Commenting on behalf of

Individual

Comment status

Comment approved More about comment statuses

Comment

The Council of the United Counties of Leeds and Grenville, at its recent Committee of the Whole meeting held July 4, 2017, reviewed the proposal for a regulation which would require municipalities to adopt asset management plans, as well as the content and other requirements. The Counties supports asset management planning and its benefits. However, it has some concerns about the proposal as posted. They are:

1. the time allotted for comments should be extended in order for all municipalities to fully analyze and assess the impact of such a regulation. There is insufficient time, especially with commencement of summer and vacation times, for a fully analysis and assessment, especially since many Councils only meet monthly.

2 for many municipalities, especially small municipalities, this new regulation shall require them to engage consultants to prepare the policy and plan, including the 5-year updates. Furthermore, annual report shall require staff resources. This is not revenue neutral and thus the province should provide funding for such work, and not competitive allocation, but rather an allocation method that could be reconciled based on actual costs to the municipality In essence, any regulation should not increase the costs for municipalities without offsetting provincial funds.

3. It is well documented that there is a real infrastructure deficit due to the lack of past investments, as well as an ongoing deficit between what municipality spend on infrastructure/assets and should be spending.

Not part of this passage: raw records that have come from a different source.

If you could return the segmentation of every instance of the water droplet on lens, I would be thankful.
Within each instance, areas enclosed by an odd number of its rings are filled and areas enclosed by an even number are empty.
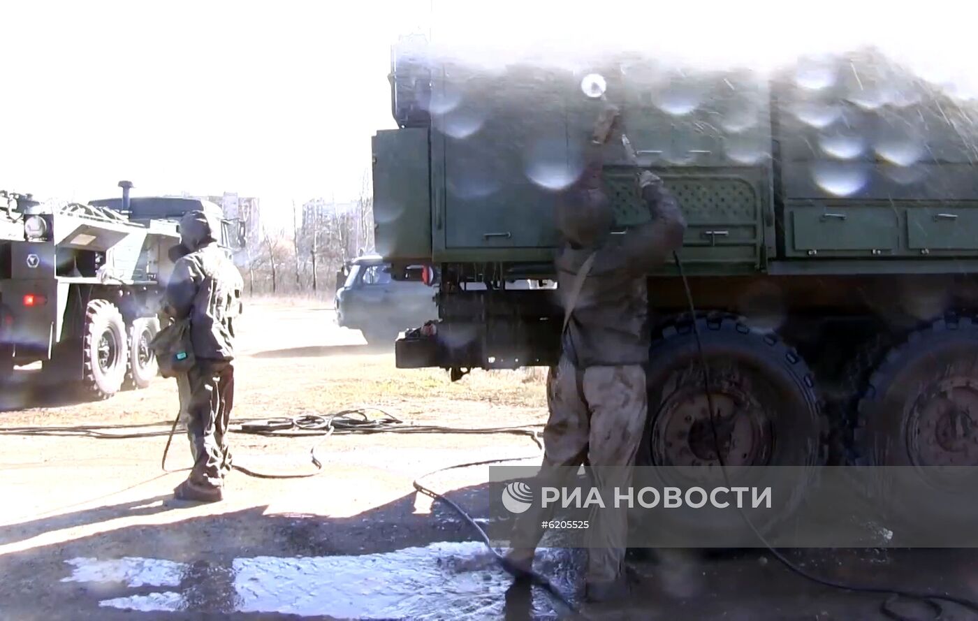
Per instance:
[[[753,165],[771,156],[770,143],[763,136],[730,136],[724,139],[724,153],[734,161]]]
[[[699,108],[706,98],[704,84],[677,76],[651,93],[652,104],[673,116],[686,116]]]
[[[820,188],[836,197],[852,196],[869,181],[868,165],[858,162],[819,161],[812,174]]]
[[[584,170],[579,154],[557,139],[539,140],[524,157],[526,176],[547,190],[565,190],[577,181]]]
[[[838,159],[853,159],[866,151],[866,140],[853,132],[836,131],[819,138],[819,146],[826,155]]]
[[[434,126],[452,138],[468,138],[482,129],[485,113],[470,108],[456,109],[444,115],[434,117]]]
[[[428,111],[432,114],[445,114],[462,103],[462,89],[451,82],[435,82],[431,90]]]
[[[824,129],[842,117],[842,109],[819,102],[799,102],[794,106],[794,114],[806,125]]]
[[[807,60],[795,69],[795,83],[810,91],[821,91],[835,84],[838,67],[828,59]]]
[[[923,141],[912,138],[892,137],[876,143],[875,152],[883,159],[898,166],[910,166],[923,156]]]

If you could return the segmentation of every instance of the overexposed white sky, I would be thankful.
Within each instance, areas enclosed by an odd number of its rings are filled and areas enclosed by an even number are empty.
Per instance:
[[[357,196],[391,128],[389,46],[427,33],[498,63],[636,49],[777,65],[876,43],[939,80],[978,84],[968,0],[357,0],[0,3],[0,189],[85,200]],[[972,90],[969,92],[978,92]]]

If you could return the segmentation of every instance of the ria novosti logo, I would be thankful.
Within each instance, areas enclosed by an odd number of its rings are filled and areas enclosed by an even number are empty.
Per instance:
[[[512,481],[503,488],[503,507],[511,513],[522,513],[533,504],[533,490],[523,481]]]

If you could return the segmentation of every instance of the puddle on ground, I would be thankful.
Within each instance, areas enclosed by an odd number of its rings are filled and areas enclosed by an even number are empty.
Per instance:
[[[353,619],[555,616],[549,599],[537,590],[531,598],[513,598],[512,579],[477,542],[434,543],[375,554],[236,558],[213,585],[206,578],[201,583],[190,563],[158,558],[67,562],[74,569],[64,582],[167,588],[100,601],[101,606],[125,610],[198,611],[202,603],[206,609]],[[537,562],[563,593],[573,595],[575,570],[568,551],[541,549]],[[185,579],[189,576],[195,579]],[[513,610],[513,605],[523,609]]]

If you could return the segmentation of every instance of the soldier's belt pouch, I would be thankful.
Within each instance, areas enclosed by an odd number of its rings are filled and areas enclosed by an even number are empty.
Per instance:
[[[197,362],[190,339],[190,320],[174,322],[160,330],[150,343],[150,348],[156,355],[162,377],[176,377],[190,371]]]

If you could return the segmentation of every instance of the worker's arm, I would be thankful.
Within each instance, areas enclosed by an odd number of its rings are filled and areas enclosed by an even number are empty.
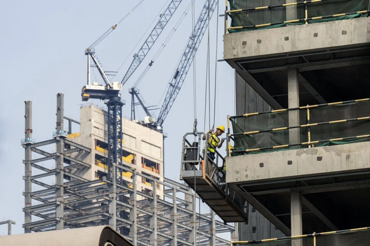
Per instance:
[[[217,148],[219,149],[221,148],[221,146],[222,146],[222,143],[223,143],[223,142],[225,141],[223,139],[221,141],[221,142],[218,144],[217,145]]]
[[[206,134],[206,135],[207,136],[208,136],[209,135],[209,134],[211,133],[212,132],[213,132],[213,129],[211,129],[211,130],[210,130],[209,131],[208,131],[208,132],[207,132],[207,133]],[[206,136],[205,136],[204,135],[203,135],[203,136],[202,138],[202,139],[204,140],[206,140]]]

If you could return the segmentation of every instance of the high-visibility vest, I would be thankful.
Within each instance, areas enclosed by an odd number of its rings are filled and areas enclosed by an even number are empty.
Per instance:
[[[213,153],[215,153],[215,149],[219,142],[220,139],[215,135],[215,134],[213,132],[211,133],[209,140],[208,141],[208,150]]]

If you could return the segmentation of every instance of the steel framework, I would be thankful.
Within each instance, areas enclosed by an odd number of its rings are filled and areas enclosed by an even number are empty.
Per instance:
[[[135,245],[229,244],[215,234],[233,233],[234,227],[215,219],[213,213],[196,213],[195,201],[198,197],[186,185],[166,178],[162,182],[136,170],[132,186],[105,177],[92,181],[81,177],[79,174],[88,171],[91,166],[78,160],[78,156],[88,154],[91,150],[67,138],[63,129],[66,118],[63,98],[63,94],[57,95],[57,131],[54,137],[39,142],[32,139],[32,102],[25,102],[26,138],[22,144],[25,149],[23,226],[25,233],[109,225]],[[56,146],[55,152],[44,150],[48,145]],[[33,155],[39,156],[33,158]],[[117,167],[113,161],[116,167],[112,169],[114,176],[117,170],[133,171]],[[33,169],[42,173],[33,175]],[[136,180],[141,177],[153,182],[152,193],[137,190]],[[33,190],[33,183],[37,185]],[[164,187],[163,199],[156,195],[157,184]]]

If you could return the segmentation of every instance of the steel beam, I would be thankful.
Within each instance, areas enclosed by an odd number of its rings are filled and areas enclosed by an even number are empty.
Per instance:
[[[31,102],[31,101],[28,101]],[[52,143],[55,143],[57,141],[55,139],[53,138],[53,139],[50,139],[50,140],[46,140],[46,141],[43,141],[38,143],[33,143],[31,145],[31,148],[36,148],[38,147],[40,147],[40,146],[47,145],[48,145],[51,144]]]
[[[87,152],[88,152],[90,153],[91,152],[91,150],[90,148],[88,148],[87,147],[85,147],[83,145],[79,144],[78,143],[76,143],[74,142],[72,142],[70,140],[68,139],[64,139],[64,143],[67,144],[71,146],[73,146],[73,147],[75,147],[77,149],[80,149],[81,150],[84,150],[84,151],[86,151]]]
[[[57,153],[57,155],[60,156],[63,155],[63,158],[64,159],[65,159],[67,160],[69,160],[71,162],[74,162],[75,163],[77,164],[78,164],[79,165],[81,165],[82,166],[83,166],[85,167],[88,167],[89,168],[90,168],[91,167],[91,165],[90,165],[90,164],[88,164],[87,163],[84,162],[83,161],[79,160],[77,160],[76,159],[75,159],[74,158],[72,158],[70,156],[66,156],[66,155],[64,155],[63,152],[61,153],[60,154],[59,153]]]
[[[319,218],[321,220],[321,221],[324,222],[324,223],[327,225],[328,227],[330,228],[330,230],[332,231],[339,231],[339,229],[338,228],[335,226],[335,225],[333,224],[333,223],[330,221],[329,219],[328,219],[326,216],[324,215],[320,211],[316,208],[314,206],[312,203],[310,202],[308,200],[305,198],[305,197],[301,195],[301,198],[302,199],[302,204],[305,204],[305,205],[307,208],[311,211],[315,215],[319,217]]]
[[[171,240],[171,246],[177,246],[177,206],[176,204],[176,188],[174,187],[172,190],[172,207],[169,213],[172,221],[171,225],[171,232],[173,238]]]
[[[28,138],[32,137],[32,102],[30,101],[25,101],[25,109],[24,114],[24,138],[27,139]],[[26,208],[32,205],[32,198],[31,193],[32,191],[32,184],[31,177],[32,176],[32,166],[31,162],[32,159],[32,151],[31,150],[31,145],[28,143],[24,145],[26,146],[24,153],[24,207]],[[24,212],[24,223],[30,223],[32,221],[31,215],[29,211]],[[28,228],[24,228],[24,233],[30,233],[31,230]]]
[[[157,246],[157,182],[153,182],[153,199],[150,202],[150,212],[152,215],[150,218],[150,227],[153,231],[150,233],[150,244]]]
[[[62,93],[57,94],[57,132],[63,130],[63,121],[64,119],[64,95]],[[63,153],[64,152],[64,138],[57,138],[57,146],[56,152],[59,154],[57,156],[55,162],[55,166],[57,169],[56,177],[56,184],[57,185],[57,193],[56,200],[58,204],[56,209],[56,217],[60,220],[57,222],[56,229],[63,230],[64,229],[64,186],[63,169],[64,160]]]
[[[132,243],[135,246],[137,245],[137,190],[136,179],[137,174],[132,174],[133,192],[130,194],[130,204],[132,208],[130,210],[130,219],[132,222],[132,224],[130,227],[130,236],[132,238]]]
[[[48,156],[46,156],[46,157],[43,157],[42,158],[40,158],[38,159],[34,159],[31,161],[31,164],[33,164],[34,163],[37,163],[37,162],[44,162],[46,160],[52,160],[53,159],[55,159],[56,158],[56,155],[50,155]]]

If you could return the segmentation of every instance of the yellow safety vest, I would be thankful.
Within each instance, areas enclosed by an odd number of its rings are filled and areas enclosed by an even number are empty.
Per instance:
[[[208,141],[208,151],[213,153],[215,153],[215,149],[216,149],[216,147],[217,146],[217,145],[219,142],[219,139],[216,136],[215,134],[213,132],[211,133],[211,137],[209,138],[209,141]]]

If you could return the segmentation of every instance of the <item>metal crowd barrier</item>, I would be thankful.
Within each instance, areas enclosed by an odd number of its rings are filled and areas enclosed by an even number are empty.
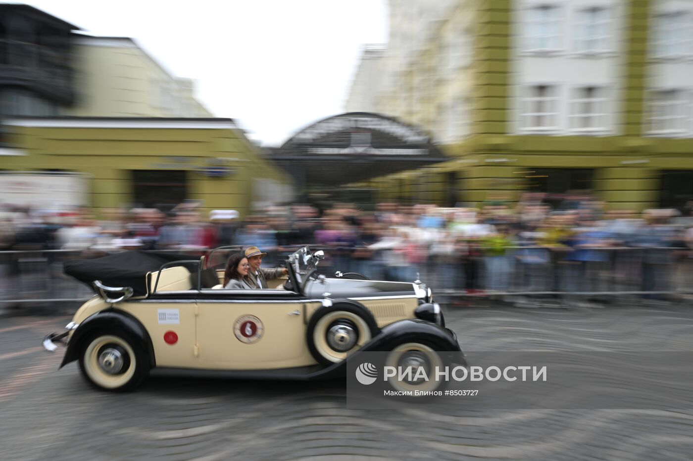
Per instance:
[[[269,255],[263,266],[282,262],[299,246],[263,248]],[[514,246],[505,254],[484,251],[462,254],[426,255],[416,261],[387,251],[365,254],[362,248],[311,246],[324,251],[320,271],[356,272],[374,280],[420,280],[446,299],[487,297],[561,298],[631,297],[664,298],[693,294],[693,251],[685,248],[567,248]],[[199,257],[199,249],[186,251]],[[104,255],[103,251],[15,250],[0,251],[0,307],[82,302],[94,293],[62,272],[71,260]],[[397,261],[393,263],[393,261]]]

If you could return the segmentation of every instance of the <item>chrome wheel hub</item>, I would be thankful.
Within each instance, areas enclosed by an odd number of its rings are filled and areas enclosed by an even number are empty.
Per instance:
[[[349,325],[337,323],[327,332],[327,343],[334,350],[343,352],[349,350],[356,344],[357,334]]]
[[[123,369],[125,360],[117,349],[108,347],[98,356],[98,365],[109,374],[117,374]]]

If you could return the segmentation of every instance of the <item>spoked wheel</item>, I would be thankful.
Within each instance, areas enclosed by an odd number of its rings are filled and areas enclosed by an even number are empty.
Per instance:
[[[371,341],[378,325],[369,312],[351,305],[318,309],[308,326],[308,349],[318,362],[340,362]]]
[[[397,374],[387,379],[395,390],[431,392],[444,387],[444,381],[435,379],[437,369],[441,370],[444,366],[443,360],[426,344],[406,343],[396,346],[385,359],[385,365],[398,370]],[[398,379],[400,370],[404,377],[401,380]]]
[[[80,369],[92,385],[106,390],[129,390],[149,372],[145,351],[120,334],[98,334],[85,343]]]

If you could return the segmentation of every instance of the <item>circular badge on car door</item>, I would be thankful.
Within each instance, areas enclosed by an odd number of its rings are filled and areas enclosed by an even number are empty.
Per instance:
[[[234,325],[234,334],[241,343],[252,344],[260,341],[265,328],[255,316],[238,317]]]

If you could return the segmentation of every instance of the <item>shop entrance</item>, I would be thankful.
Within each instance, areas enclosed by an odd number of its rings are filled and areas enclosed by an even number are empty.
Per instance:
[[[682,209],[693,200],[693,171],[665,170],[660,184],[659,204],[663,208]]]
[[[135,170],[132,197],[137,206],[168,211],[187,197],[187,172]]]

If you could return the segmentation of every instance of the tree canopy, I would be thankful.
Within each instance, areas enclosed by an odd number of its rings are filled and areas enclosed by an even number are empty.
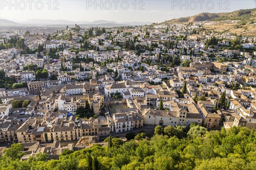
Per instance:
[[[208,131],[192,124],[186,133],[180,126],[168,126],[163,132],[159,130],[160,128],[156,128],[158,132],[150,139],[140,138],[138,141],[131,139],[124,143],[121,139],[113,138],[111,147],[96,144],[75,152],[66,150],[58,160],[49,160],[45,154],[38,153],[28,161],[20,161],[23,155],[19,152],[21,145],[14,144],[0,157],[0,169],[255,169],[255,130],[235,126]],[[144,136],[143,133],[142,136]]]

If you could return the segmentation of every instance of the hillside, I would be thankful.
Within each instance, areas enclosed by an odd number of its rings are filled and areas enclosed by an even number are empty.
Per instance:
[[[48,154],[46,151],[42,153],[41,150],[35,151],[39,152],[35,157],[29,154],[24,156],[29,158],[27,161],[20,161],[23,153],[19,153],[22,146],[18,143],[12,144],[0,157],[0,169],[255,169],[255,130],[234,126],[230,129],[208,132],[204,127],[191,126],[186,134],[185,129],[180,126],[168,126],[164,130],[158,126],[156,134],[151,139],[143,133],[135,136],[136,141],[124,143],[120,139],[113,138],[108,147],[96,144],[75,152],[64,150],[58,160],[48,160]],[[110,139],[108,137],[105,141],[110,141]]]
[[[0,26],[16,26],[20,25],[15,22],[3,19],[0,19]]]
[[[182,17],[164,21],[165,23],[192,22],[207,20],[223,21],[225,20],[244,20],[255,18],[256,8],[241,9],[232,12],[210,13],[202,13],[197,15]]]

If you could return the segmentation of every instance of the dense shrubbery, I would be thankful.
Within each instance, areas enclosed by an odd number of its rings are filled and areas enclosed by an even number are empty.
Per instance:
[[[149,141],[144,135],[137,136],[140,140],[123,143],[113,138],[107,147],[96,145],[74,152],[66,151],[59,160],[46,161],[47,156],[41,154],[20,161],[22,154],[15,150],[20,149],[20,144],[16,144],[0,158],[0,169],[249,170],[256,167],[255,130],[235,127],[208,132],[193,125],[186,135],[183,127],[156,128]],[[172,136],[175,134],[184,137]]]

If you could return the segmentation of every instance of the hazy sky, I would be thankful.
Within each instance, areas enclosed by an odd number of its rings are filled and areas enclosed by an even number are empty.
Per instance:
[[[12,0],[11,3],[12,6],[9,0],[0,0],[0,16],[14,21],[38,18],[74,21],[104,20],[117,22],[161,22],[203,12],[227,12],[256,7],[255,0]]]

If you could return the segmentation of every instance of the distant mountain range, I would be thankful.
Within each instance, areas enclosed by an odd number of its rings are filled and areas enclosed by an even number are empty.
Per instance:
[[[15,22],[9,20],[1,19],[0,23],[2,26],[22,26],[23,25],[71,25],[76,24],[84,26],[141,26],[150,25],[150,22],[131,22],[124,23],[117,23],[114,21],[107,21],[105,20],[99,20],[93,22],[89,21],[72,21],[64,20],[48,20],[29,19],[23,21],[17,21]]]
[[[165,23],[192,22],[207,20],[245,20],[256,17],[256,8],[240,9],[231,12],[220,13],[202,13],[191,17],[174,19]]]
[[[15,22],[4,19],[0,19],[0,26],[17,26],[19,24]]]

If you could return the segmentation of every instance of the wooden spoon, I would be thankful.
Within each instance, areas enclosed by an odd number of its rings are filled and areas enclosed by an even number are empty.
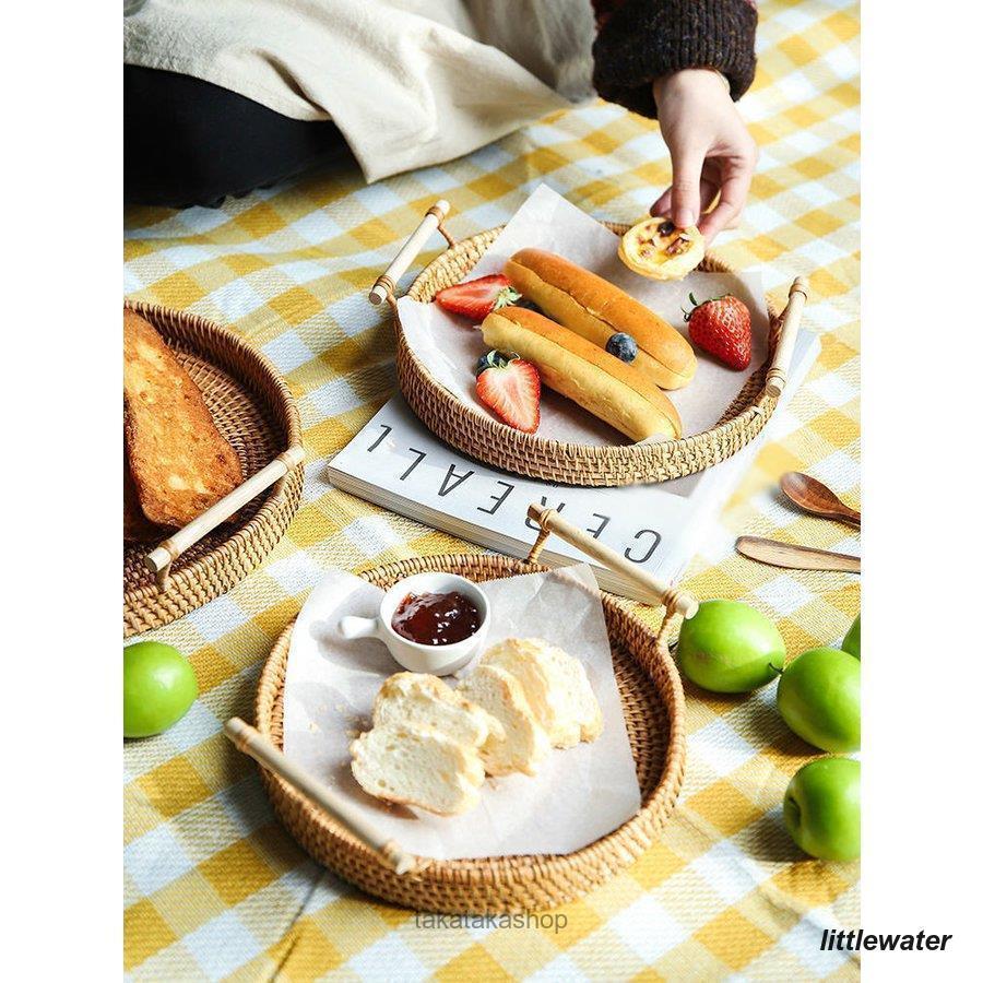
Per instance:
[[[738,553],[761,564],[787,570],[829,570],[837,573],[860,573],[860,557],[794,543],[779,543],[760,536],[741,536],[735,544]]]
[[[803,511],[821,516],[824,519],[839,519],[851,525],[860,525],[860,512],[842,502],[822,482],[810,478],[798,471],[790,471],[779,482],[782,492]]]

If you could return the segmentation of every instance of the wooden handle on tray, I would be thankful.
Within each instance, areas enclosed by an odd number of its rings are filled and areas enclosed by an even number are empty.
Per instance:
[[[809,282],[805,276],[796,276],[795,282],[789,288],[789,303],[782,311],[782,333],[779,335],[774,350],[774,358],[771,359],[771,368],[765,377],[765,392],[778,399],[789,381],[789,365],[792,362],[792,352],[795,348],[795,339],[798,336],[798,325],[802,322],[802,309],[809,297]]]
[[[786,570],[860,573],[860,557],[846,553],[797,546],[795,543],[780,543],[778,540],[762,540],[760,536],[741,536],[734,548],[748,559],[772,567],[784,567]]]
[[[396,874],[408,874],[416,866],[413,855],[406,853],[395,840],[383,836],[376,827],[360,816],[341,796],[332,792],[323,782],[308,774],[296,761],[277,750],[256,727],[245,720],[233,716],[225,722],[225,736],[244,755],[249,755],[268,771],[289,782],[315,805],[322,808],[332,819],[341,822],[350,832],[358,837],[366,846],[379,853]]]
[[[666,618],[675,612],[682,614],[684,618],[691,618],[697,613],[699,604],[691,594],[665,583],[658,577],[653,577],[648,570],[642,570],[632,564],[631,560],[625,559],[624,556],[595,540],[590,533],[573,525],[572,522],[567,522],[556,509],[547,509],[538,502],[533,502],[526,514],[542,530],[529,555],[530,561],[535,561],[549,533],[556,533],[561,540],[576,546],[592,559],[597,560],[599,564],[603,564],[608,570],[627,577],[647,594],[651,594],[658,604],[664,604]]]
[[[299,445],[287,448],[265,467],[233,488],[225,498],[220,498],[210,509],[192,519],[183,529],[165,540],[156,549],[146,555],[146,565],[158,575],[158,585],[166,587],[170,565],[202,536],[234,516],[242,506],[252,501],[261,492],[275,485],[304,460],[304,448]]]
[[[386,268],[386,272],[379,276],[369,291],[369,300],[372,304],[381,304],[383,300],[389,300],[390,304],[395,303],[395,285],[399,279],[410,269],[410,264],[419,254],[424,242],[427,241],[435,229],[440,229],[440,234],[447,239],[448,246],[454,245],[454,239],[443,227],[443,220],[449,211],[450,203],[443,199],[440,199],[440,201],[435,202],[427,209],[427,214],[424,215],[423,222],[416,226],[410,238],[403,242],[403,248],[395,254],[393,261]]]

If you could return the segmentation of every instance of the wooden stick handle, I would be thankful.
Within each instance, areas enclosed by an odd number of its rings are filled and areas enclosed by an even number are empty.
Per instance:
[[[336,819],[363,843],[381,854],[396,874],[408,874],[416,866],[413,855],[403,851],[395,840],[386,837],[374,824],[359,815],[336,792],[277,750],[256,727],[238,716],[225,722],[225,736],[245,755],[249,755],[268,771],[289,782],[298,792]]]
[[[542,549],[547,533],[556,533],[561,540],[576,546],[582,553],[585,553],[592,559],[603,564],[608,570],[614,570],[623,577],[627,577],[637,584],[646,594],[650,594],[656,603],[664,604],[667,615],[678,612],[684,618],[691,618],[696,613],[699,604],[696,597],[674,588],[672,584],[665,583],[658,577],[653,577],[648,570],[625,559],[619,553],[615,553],[609,546],[595,540],[590,533],[585,533],[582,529],[567,522],[556,509],[547,509],[538,502],[533,502],[526,512],[530,519],[535,522],[543,532],[541,538],[533,547],[530,559],[533,559],[538,550]]]
[[[304,460],[304,448],[299,445],[287,448],[265,467],[233,488],[225,498],[220,498],[210,509],[192,519],[183,529],[165,540],[156,549],[146,555],[146,565],[154,573],[163,573],[188,548],[215,526],[234,516],[261,492],[275,485],[284,475],[293,471]]]
[[[778,399],[789,381],[789,365],[792,362],[792,352],[795,348],[795,339],[798,336],[798,325],[802,322],[802,309],[809,297],[809,282],[805,276],[796,276],[795,282],[789,288],[789,303],[782,311],[782,333],[779,335],[778,346],[774,350],[774,358],[771,359],[771,368],[765,378],[765,392]]]
[[[761,536],[739,536],[736,550],[748,559],[786,570],[825,570],[834,573],[860,573],[860,557],[814,546],[780,543]]]
[[[395,254],[393,261],[386,268],[386,272],[379,276],[369,291],[369,300],[372,304],[381,304],[383,300],[389,300],[390,304],[395,303],[396,283],[410,269],[410,264],[419,254],[424,242],[427,241],[435,229],[440,229],[443,238],[447,239],[448,246],[454,245],[453,238],[443,227],[443,220],[449,211],[450,203],[443,199],[430,205],[427,214],[424,215],[423,222],[416,226],[410,238],[403,242],[403,248]]]

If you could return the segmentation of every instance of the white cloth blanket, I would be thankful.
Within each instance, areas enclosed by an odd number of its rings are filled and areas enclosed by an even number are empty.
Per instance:
[[[331,119],[368,181],[590,93],[588,0],[130,0],[125,14],[127,63]]]

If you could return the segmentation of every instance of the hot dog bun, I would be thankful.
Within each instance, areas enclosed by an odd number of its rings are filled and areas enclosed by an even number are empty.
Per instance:
[[[542,315],[504,307],[482,322],[485,344],[517,352],[543,382],[632,440],[679,437],[683,424],[668,396],[630,365]]]
[[[520,294],[601,348],[612,334],[630,334],[638,342],[631,367],[654,386],[682,389],[696,374],[689,342],[602,276],[543,249],[520,249],[504,272]]]

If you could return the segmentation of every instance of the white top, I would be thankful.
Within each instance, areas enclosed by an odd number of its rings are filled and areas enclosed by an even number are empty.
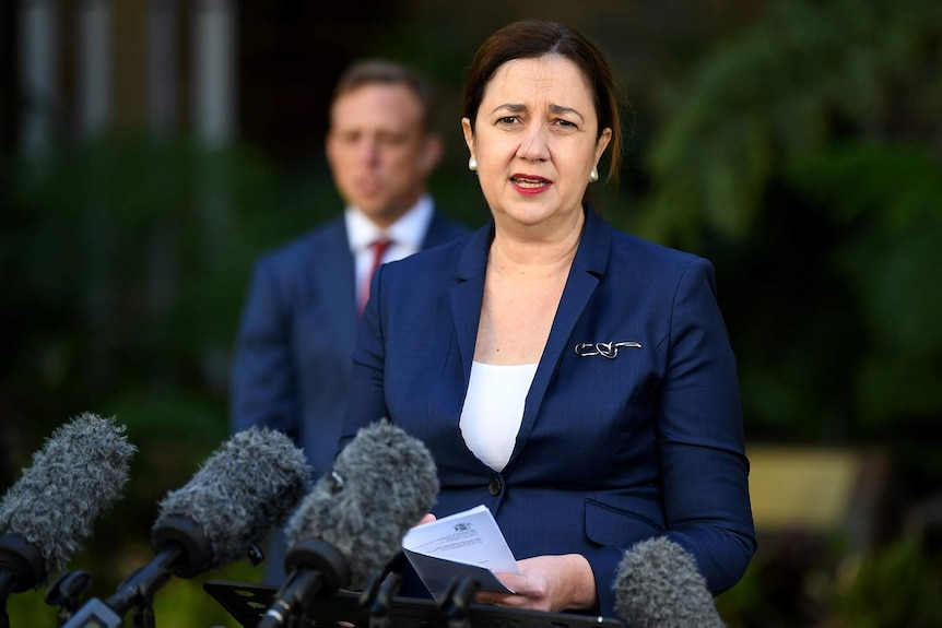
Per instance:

This proposal would require municipality to develop financial plans to address this deficit or 'gap'. Municipalities cannot address this gap alone

- they require senior levels of government assistance. Asking municipalities to increase their debt loads or taxes is not fiscally sound for the future of municipal government in Ontario.

4. The new rules shall require municipalities to forecast and predict future growth, operational risks, energy costs, and the impact of climate change. The plans shall also require contingency plans to address such phenomena/impacts. Once again, this shall require additional resources for municipalities, not only to address in the plan and its updates, but also monitor.

5. The plans require approval by a 'licensed engineering practitioner' and an 'executive' lead. There is no definition for either, as well as what will they be approving and against what criteria. What would the risk be to these two individuals. Also, they must approve the plan prior to Council's consideration

- what is the purpose of Council approving it?

The concept of standardizing municipal asset management processes and plans is positive, however there are additional costs for municipalities, cost which need provincial funding. It is also commendable that the proposed regulation includes all assets/infrastructure, not only core.